Mr.Quin is now at port 1 and wants to travel to port N where live many fishes. Find the minimum required XiangXiangJi (If Mr.Quin can’t travel to port N, print −1instead)
Input
There might be multiple test cases, no more than 20. You need to read till the end of input.
For each test case,In the first line, two integers N (2≤N≤100000) and M (0≤M≤200000), representing the number of ports and shipping lines in the city.

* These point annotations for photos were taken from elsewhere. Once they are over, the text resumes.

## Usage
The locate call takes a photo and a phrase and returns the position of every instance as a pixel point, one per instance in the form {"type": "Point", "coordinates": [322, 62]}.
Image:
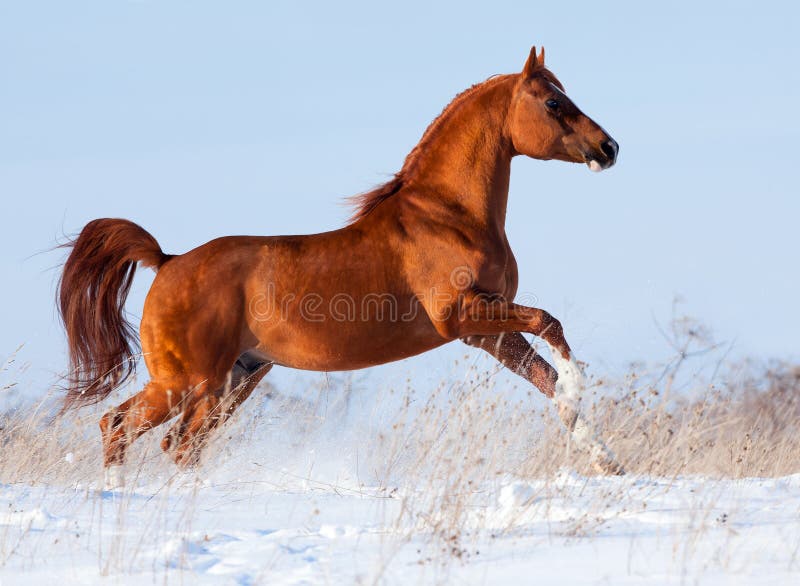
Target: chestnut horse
{"type": "Point", "coordinates": [424, 261]}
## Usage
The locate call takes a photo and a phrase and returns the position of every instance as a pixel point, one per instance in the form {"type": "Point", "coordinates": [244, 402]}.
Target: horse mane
{"type": "Point", "coordinates": [364, 203]}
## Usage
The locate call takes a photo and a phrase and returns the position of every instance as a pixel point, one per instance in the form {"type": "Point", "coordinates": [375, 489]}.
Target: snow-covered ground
{"type": "Point", "coordinates": [566, 530]}
{"type": "Point", "coordinates": [459, 486]}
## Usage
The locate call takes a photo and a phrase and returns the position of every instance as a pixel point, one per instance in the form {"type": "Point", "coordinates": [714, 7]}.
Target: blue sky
{"type": "Point", "coordinates": [200, 119]}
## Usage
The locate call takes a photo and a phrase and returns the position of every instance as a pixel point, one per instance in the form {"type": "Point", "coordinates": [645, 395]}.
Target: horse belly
{"type": "Point", "coordinates": [332, 343]}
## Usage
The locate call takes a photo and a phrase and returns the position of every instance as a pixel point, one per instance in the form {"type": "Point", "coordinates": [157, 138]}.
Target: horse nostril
{"type": "Point", "coordinates": [609, 149]}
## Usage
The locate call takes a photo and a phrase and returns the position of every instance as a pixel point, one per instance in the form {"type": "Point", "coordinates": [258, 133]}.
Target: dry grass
{"type": "Point", "coordinates": [445, 455]}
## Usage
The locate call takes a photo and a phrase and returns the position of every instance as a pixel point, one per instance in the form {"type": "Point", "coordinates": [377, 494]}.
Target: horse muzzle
{"type": "Point", "coordinates": [604, 157]}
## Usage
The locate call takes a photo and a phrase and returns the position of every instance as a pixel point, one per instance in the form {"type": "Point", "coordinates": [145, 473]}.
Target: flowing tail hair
{"type": "Point", "coordinates": [91, 297]}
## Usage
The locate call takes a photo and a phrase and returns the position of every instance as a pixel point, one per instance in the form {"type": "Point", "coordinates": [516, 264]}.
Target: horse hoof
{"type": "Point", "coordinates": [610, 468]}
{"type": "Point", "coordinates": [113, 478]}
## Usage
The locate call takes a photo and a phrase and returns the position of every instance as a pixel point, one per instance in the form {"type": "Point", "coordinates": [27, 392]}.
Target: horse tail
{"type": "Point", "coordinates": [91, 297]}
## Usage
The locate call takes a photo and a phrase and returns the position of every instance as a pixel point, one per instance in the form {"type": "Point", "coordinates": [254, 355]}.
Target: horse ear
{"type": "Point", "coordinates": [533, 63]}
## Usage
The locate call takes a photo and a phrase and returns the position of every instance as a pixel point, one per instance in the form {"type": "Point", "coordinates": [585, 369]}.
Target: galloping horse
{"type": "Point", "coordinates": [424, 261]}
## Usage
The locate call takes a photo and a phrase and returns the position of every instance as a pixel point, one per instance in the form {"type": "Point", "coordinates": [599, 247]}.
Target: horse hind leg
{"type": "Point", "coordinates": [120, 427]}
{"type": "Point", "coordinates": [206, 411]}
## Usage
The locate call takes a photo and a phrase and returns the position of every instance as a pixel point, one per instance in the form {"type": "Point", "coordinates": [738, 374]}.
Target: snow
{"type": "Point", "coordinates": [569, 529]}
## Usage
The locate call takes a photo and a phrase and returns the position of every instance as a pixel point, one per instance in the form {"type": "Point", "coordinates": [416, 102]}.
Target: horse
{"type": "Point", "coordinates": [423, 261]}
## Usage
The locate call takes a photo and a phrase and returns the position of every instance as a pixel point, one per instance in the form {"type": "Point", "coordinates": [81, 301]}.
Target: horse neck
{"type": "Point", "coordinates": [464, 159]}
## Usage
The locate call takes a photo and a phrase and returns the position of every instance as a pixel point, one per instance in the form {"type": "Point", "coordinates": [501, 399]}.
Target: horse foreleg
{"type": "Point", "coordinates": [495, 329]}
{"type": "Point", "coordinates": [206, 411]}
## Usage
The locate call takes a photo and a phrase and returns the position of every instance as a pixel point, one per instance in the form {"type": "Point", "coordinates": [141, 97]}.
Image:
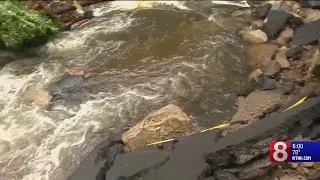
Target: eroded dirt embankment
{"type": "Point", "coordinates": [285, 62]}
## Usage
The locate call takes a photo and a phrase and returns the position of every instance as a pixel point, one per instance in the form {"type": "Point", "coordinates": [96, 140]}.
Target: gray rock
{"type": "Point", "coordinates": [285, 36]}
{"type": "Point", "coordinates": [312, 15]}
{"type": "Point", "coordinates": [294, 52]}
{"type": "Point", "coordinates": [261, 54]}
{"type": "Point", "coordinates": [288, 88]}
{"type": "Point", "coordinates": [315, 65]}
{"type": "Point", "coordinates": [306, 34]}
{"type": "Point", "coordinates": [276, 21]}
{"type": "Point", "coordinates": [282, 60]}
{"type": "Point", "coordinates": [262, 11]}
{"type": "Point", "coordinates": [255, 36]}
{"type": "Point", "coordinates": [268, 83]}
{"type": "Point", "coordinates": [258, 24]}
{"type": "Point", "coordinates": [272, 68]}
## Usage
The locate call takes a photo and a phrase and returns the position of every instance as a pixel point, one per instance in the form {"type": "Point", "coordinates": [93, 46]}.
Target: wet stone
{"type": "Point", "coordinates": [282, 60]}
{"type": "Point", "coordinates": [294, 52]}
{"type": "Point", "coordinates": [272, 68]}
{"type": "Point", "coordinates": [306, 34]}
{"type": "Point", "coordinates": [276, 21]}
{"type": "Point", "coordinates": [262, 11]}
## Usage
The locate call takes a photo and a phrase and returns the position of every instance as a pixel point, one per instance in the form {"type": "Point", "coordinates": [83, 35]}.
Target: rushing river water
{"type": "Point", "coordinates": [182, 53]}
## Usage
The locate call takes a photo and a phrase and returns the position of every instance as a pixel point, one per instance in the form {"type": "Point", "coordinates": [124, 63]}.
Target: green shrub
{"type": "Point", "coordinates": [20, 27]}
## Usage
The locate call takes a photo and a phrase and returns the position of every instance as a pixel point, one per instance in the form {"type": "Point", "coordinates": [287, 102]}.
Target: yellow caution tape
{"type": "Point", "coordinates": [228, 124]}
{"type": "Point", "coordinates": [297, 103]}
{"type": "Point", "coordinates": [159, 142]}
{"type": "Point", "coordinates": [217, 127]}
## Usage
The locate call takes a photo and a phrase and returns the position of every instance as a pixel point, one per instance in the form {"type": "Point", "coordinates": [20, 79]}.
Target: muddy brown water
{"type": "Point", "coordinates": [143, 59]}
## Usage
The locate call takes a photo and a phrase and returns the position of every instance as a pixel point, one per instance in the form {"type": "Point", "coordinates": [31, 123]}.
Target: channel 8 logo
{"type": "Point", "coordinates": [279, 151]}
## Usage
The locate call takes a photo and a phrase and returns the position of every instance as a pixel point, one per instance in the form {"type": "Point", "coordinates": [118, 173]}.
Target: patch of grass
{"type": "Point", "coordinates": [20, 27]}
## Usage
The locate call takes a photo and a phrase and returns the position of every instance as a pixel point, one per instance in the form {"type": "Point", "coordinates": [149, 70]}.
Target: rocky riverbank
{"type": "Point", "coordinates": [64, 13]}
{"type": "Point", "coordinates": [283, 39]}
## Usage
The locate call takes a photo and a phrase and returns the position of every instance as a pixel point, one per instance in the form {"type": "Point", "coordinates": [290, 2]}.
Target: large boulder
{"type": "Point", "coordinates": [41, 98]}
{"type": "Point", "coordinates": [262, 11]}
{"type": "Point", "coordinates": [255, 36]}
{"type": "Point", "coordinates": [276, 21]}
{"type": "Point", "coordinates": [310, 3]}
{"type": "Point", "coordinates": [282, 60]}
{"type": "Point", "coordinates": [315, 64]}
{"type": "Point", "coordinates": [285, 36]}
{"type": "Point", "coordinates": [254, 106]}
{"type": "Point", "coordinates": [312, 15]}
{"type": "Point", "coordinates": [306, 34]}
{"type": "Point", "coordinates": [272, 68]}
{"type": "Point", "coordinates": [166, 123]}
{"type": "Point", "coordinates": [261, 54]}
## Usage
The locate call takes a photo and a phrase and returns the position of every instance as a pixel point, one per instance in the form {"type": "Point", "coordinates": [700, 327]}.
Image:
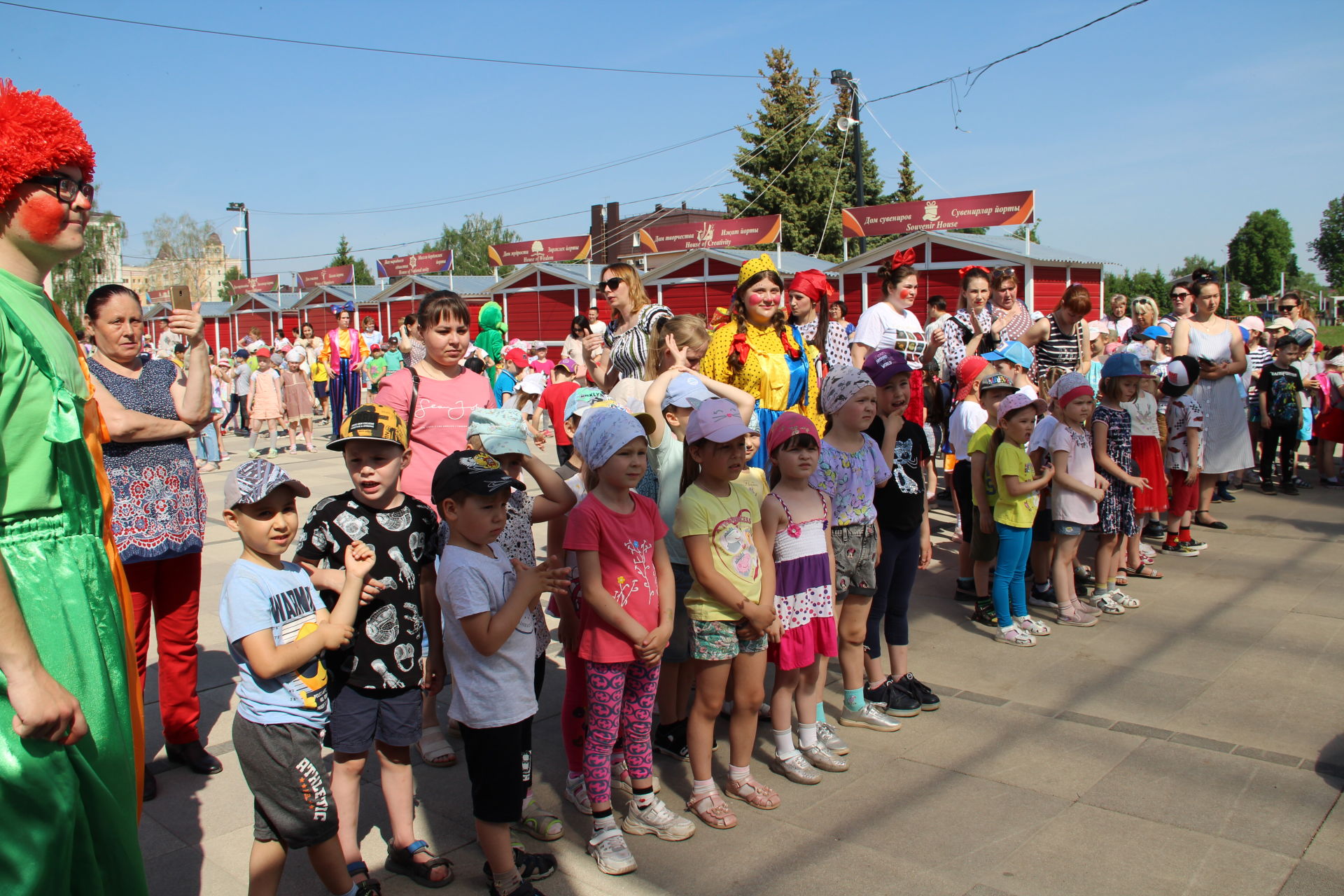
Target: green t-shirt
{"type": "Point", "coordinates": [980, 442]}
{"type": "Point", "coordinates": [729, 523]}
{"type": "Point", "coordinates": [27, 466]}
{"type": "Point", "coordinates": [1018, 512]}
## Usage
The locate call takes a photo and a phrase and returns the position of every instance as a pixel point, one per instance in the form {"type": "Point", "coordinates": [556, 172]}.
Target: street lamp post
{"type": "Point", "coordinates": [242, 207]}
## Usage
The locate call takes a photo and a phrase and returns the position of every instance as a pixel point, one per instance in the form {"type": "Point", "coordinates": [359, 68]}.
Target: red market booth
{"type": "Point", "coordinates": [706, 279]}
{"type": "Point", "coordinates": [402, 296]}
{"type": "Point", "coordinates": [542, 300]}
{"type": "Point", "coordinates": [1043, 273]}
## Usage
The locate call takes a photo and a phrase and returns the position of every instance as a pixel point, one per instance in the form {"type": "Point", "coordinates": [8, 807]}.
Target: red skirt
{"type": "Point", "coordinates": [1329, 425]}
{"type": "Point", "coordinates": [1148, 456]}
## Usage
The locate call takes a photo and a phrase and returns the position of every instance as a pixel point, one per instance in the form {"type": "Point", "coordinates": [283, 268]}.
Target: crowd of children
{"type": "Point", "coordinates": [670, 608]}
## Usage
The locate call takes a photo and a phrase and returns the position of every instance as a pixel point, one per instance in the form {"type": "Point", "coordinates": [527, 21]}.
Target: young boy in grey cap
{"type": "Point", "coordinates": [277, 631]}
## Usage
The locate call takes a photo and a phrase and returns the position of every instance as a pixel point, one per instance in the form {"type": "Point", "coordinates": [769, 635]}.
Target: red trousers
{"type": "Point", "coordinates": [171, 592]}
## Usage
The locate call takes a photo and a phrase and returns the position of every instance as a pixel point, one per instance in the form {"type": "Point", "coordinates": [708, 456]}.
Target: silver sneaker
{"type": "Point", "coordinates": [796, 769]}
{"type": "Point", "coordinates": [828, 738]}
{"type": "Point", "coordinates": [656, 820]}
{"type": "Point", "coordinates": [613, 856]}
{"type": "Point", "coordinates": [872, 716]}
{"type": "Point", "coordinates": [822, 758]}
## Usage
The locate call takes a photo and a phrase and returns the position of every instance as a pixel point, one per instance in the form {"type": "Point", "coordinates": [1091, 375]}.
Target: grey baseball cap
{"type": "Point", "coordinates": [254, 480]}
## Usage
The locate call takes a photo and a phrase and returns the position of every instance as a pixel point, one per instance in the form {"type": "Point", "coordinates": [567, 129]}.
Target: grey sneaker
{"type": "Point", "coordinates": [796, 769]}
{"type": "Point", "coordinates": [828, 738]}
{"type": "Point", "coordinates": [872, 716]}
{"type": "Point", "coordinates": [656, 820]}
{"type": "Point", "coordinates": [613, 856]}
{"type": "Point", "coordinates": [822, 758]}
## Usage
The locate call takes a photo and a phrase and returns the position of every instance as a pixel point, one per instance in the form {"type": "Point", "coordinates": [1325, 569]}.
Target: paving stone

In the following m lines, each contain three integers, the first and second representing two ends Ai and Bi of a shipping line (1≤Ai,Bi≤N) and the third representing the identification number Ci (1≤Ci≤1000000) of Weitian who occupies this shipping line.
Output
For each test case output the minimum required cost. If Mr.Quin can’t travel to port N, output −1 instead.
Sample Input
3 3 1 2 1 1 3 2 2 3 1 2 0 3 2 1 2 1 2 3 2
Sample Output
1 -1 2
#include<bits/stdc++.h>
using namespace std;
const int MAX = 1e6 + 7;
const int INF = 0x3f3f3f3f;
int dis[MAX], vis[MAX];
int n, m;
struct node{
int id, col;
node() {}
node(int id, int col) : id(id), col(col) {}
};
struct edge{
int to, c;
edge() {}
edge(int to, int c) : to(to), c(c) {}
};
vector <edge> v[MAX];
void add(int x, int y, int z){
v[x].push_back(edge(y, z));
}
void spfa(){
memset(vis, 0, sizeof vis);
memset(dis, INF, sizeof dis);
vis[1] = 1, dis[1] = 0;
queue <node> q;
q.push(node(1, 0));
while(!q.empty()){
node u = q.front();
vis[u.id] = 0;
q.pop();
for(int i = 0; i < v[u.id].size(); i++){
int to = v[u.id][i].to;
int c = v[u.id][i].c;
if(c == u.col){
if(dis[to] > dis[u.id]){
dis[to] = dis[u.id];
if(!vis[to]){
vis[to] = 1;
q.push(node(to, c));
}
}
}
}
for(int i = 0; i < v[u.id].size(); i++){
int to = v[u.id][i].to;
int c = v[u.id][i].c;
if(dis[to] > dis[u.id] + 1){
dis[to] = dis[u.id] + 1;
if(!vis[to]){
vis[to] = 1;
q.push(node(to, c));
}
}
}
}
if(dis[n] == INF) puts("-1");
else printf("%d\n", dis[n]);
}
int main(){
while(scanf("%d%d", &n, &m) != EOF){
for(int i = 0; i <= n; i++) v[i].clear();
for(int i = 0, x, y, z; i < m; i++){
scanf("%d%d%d", &x, &y, &z);
add(x, y, z), add(y, x, z);
}
spfa();
}
return 0;
}